Concernant l’existence d’incohérences, le raisonnement emprunté par le service d’évaluation suit le déroulement suivant :

Incohérences dans le discours = mensonge ou tentative de dissimulation = preuve de non minorité

Chacun des liens de causalité de cette chaîne de raisonnement logique est pour le moins fragile. Bien d’autres facteurs permettent d’expliquer l’existence d’incohérence (traumatismes liés aux épreuves du voyage, incompréhension des étapes de l’exil lorsque celui-ci a été pris en charge par un passeur ou un proche, secrets de famille, incompréhension liées à la langue ou sa traduction,... )
Quant aux mensonges, en faire l’apanage exclusif des adultes questionne. S’appuyant sur un raisonnement similaire le département du Doubs pourrait faire de plus larges économies budgétaires s’il contestait la minorité de tous les adolescent.e.s accueilli.e.s dans les structures de la protection de l’enfance qui de temps à autre font preuve de mensonge et de dissimulation.

La recherche d’incohérence constituant le principal (et presque exclusif) ressort de l’évaluation, de nombreuses techniques permettent de créer puis de consigner de tels hiatus :

Une de ces techniques consiste à poser une question de ce type :
-En quelle année ton père est-il décédé ?
- 2010
Puis plus tard dans l’entretien
-Quel âge avais-tu lorsque ton père est décédé ?
-5 ans
Le ou la professionnel.le en charge de l’évaluation en déduit que la personne évaluée a donc 18 ans en 2023 et non 17 comme l’indique l’intéressé.

Les jeunes qui subissent ces procédés, font état d’une profonde incompréhension. Souhaitant bien faire, ils et elles ont tenté de répondre à chaque réponse du mieux qu’ils ou elles ont pu, avec approximation lorsque les dates ou durées exactes n’étaient pas connues avec précision.

Les jeunes qui indiquent ne pas être en mesure de donner des réponses exactes à ce type de question sont également évalué.e.s comme non mineur.e.s, cette réponse étant fréquemment considérée comme la preuve d’une stratégie de dissimulation.
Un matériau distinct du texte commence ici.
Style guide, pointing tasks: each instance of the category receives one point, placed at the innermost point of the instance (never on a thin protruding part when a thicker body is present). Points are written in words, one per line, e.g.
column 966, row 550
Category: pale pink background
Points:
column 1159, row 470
Lorsqu’elles ne sont pas débusquées dans le récit de la personne évaluée, les incohérences sont régulièrement créées de toute pièce par les évaluateurs et évaluatrices. Récemment, M. a présenté des documents d’état civils originaux qui ont été écartés par les évaluateurs lors de son évaluation. Cette absence de prise en compte des documents d’identité a été justifiée par l’existence supposée d’incohérence concernant la nationalité de la mère de M. L’acte de naissance présenté faisait état d’une mère de nationalité ivoirienne tandis que l’évaluateur affirmait que la mère de M. était malienne. En effet, le rapport d’évaluation de mentionne que la mère de la demie sœur de M. est malienne. Ça n’en fait pas sa mère pour autant mais cette confusion grossière suffit à construire une prétendue incohérence sur laquelle la décision de fin de prise en charge sera prononcée.

La recherche méthodique des incohérences d’un discours porte ses fruits en cela qu’elle est nécessairement couronnée de succès. Il est dommage de constater qu’elle est de peu d’utilité dans la recherche de la "vérité" et ne sert qu’à produire un discours légitimant une conclusion pré existant l’évaluation ou bien née d’une simple et vague "intuition".
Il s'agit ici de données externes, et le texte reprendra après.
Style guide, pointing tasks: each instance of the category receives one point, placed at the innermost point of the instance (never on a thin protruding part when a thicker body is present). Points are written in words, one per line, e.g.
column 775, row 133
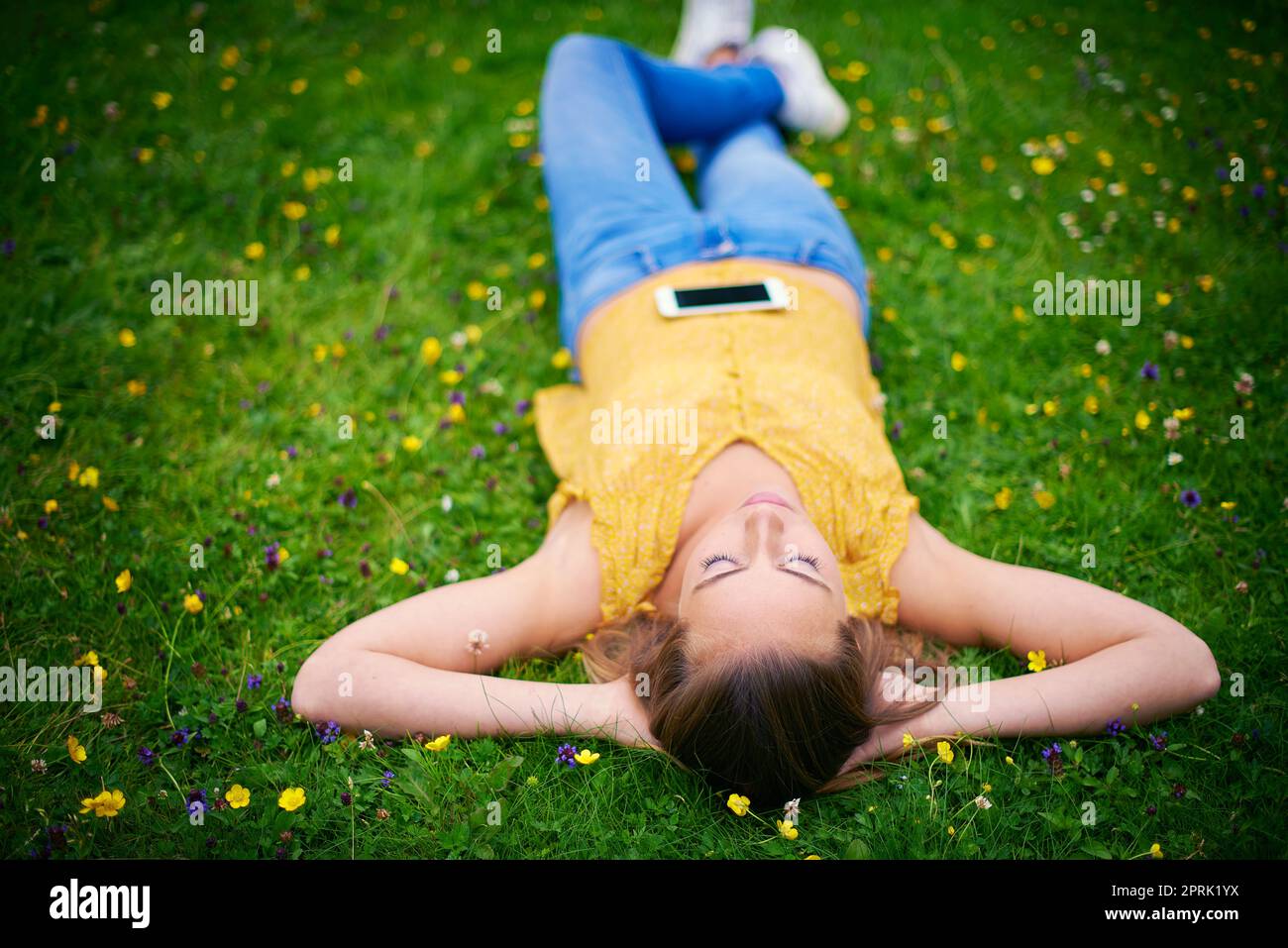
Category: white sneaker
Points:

Détailler les différents procédés et mécanismes utilisées lors des évaluations permet de sortir du fantasme de scientificité qui les entoure afin de les percevoir tels qu’ils sont : comme des artifices.

Est-ce que madame Bouquin et monsieur Fagaut ont à rougir de leurs actions ?

Les pratiques du Département du Doubs sont manifestement illégales ; elles ne sont pas issues de déviances individuelles, mais résultent des directives politiques fixées par les élu.e.s en responsabilité du Département et, par voie de conséquence, du budget qu’ils/elles attribuent à la Protection des MNA. Ces élu.e.s, régulièrement interpellé.e.s, semblent peu intéressé.e.s par ces questions. Cette politique construit de manière quelque peu artificielle, mais non moins efficace, de nombreux « non mineur.e.s ». La violence administrative qui découle de ces choix politiques brise des vies, marque des corps, et parallèlement à cela, accentue l’éloignement des institutions politiques du principe (théorique) de l’état de droit. La couleur des joues des élu.e.s nous préoccupe moins que la portée de leurs décisions, aussi nous laisserons aux intéressé.e.s la réponse à cette dernière question.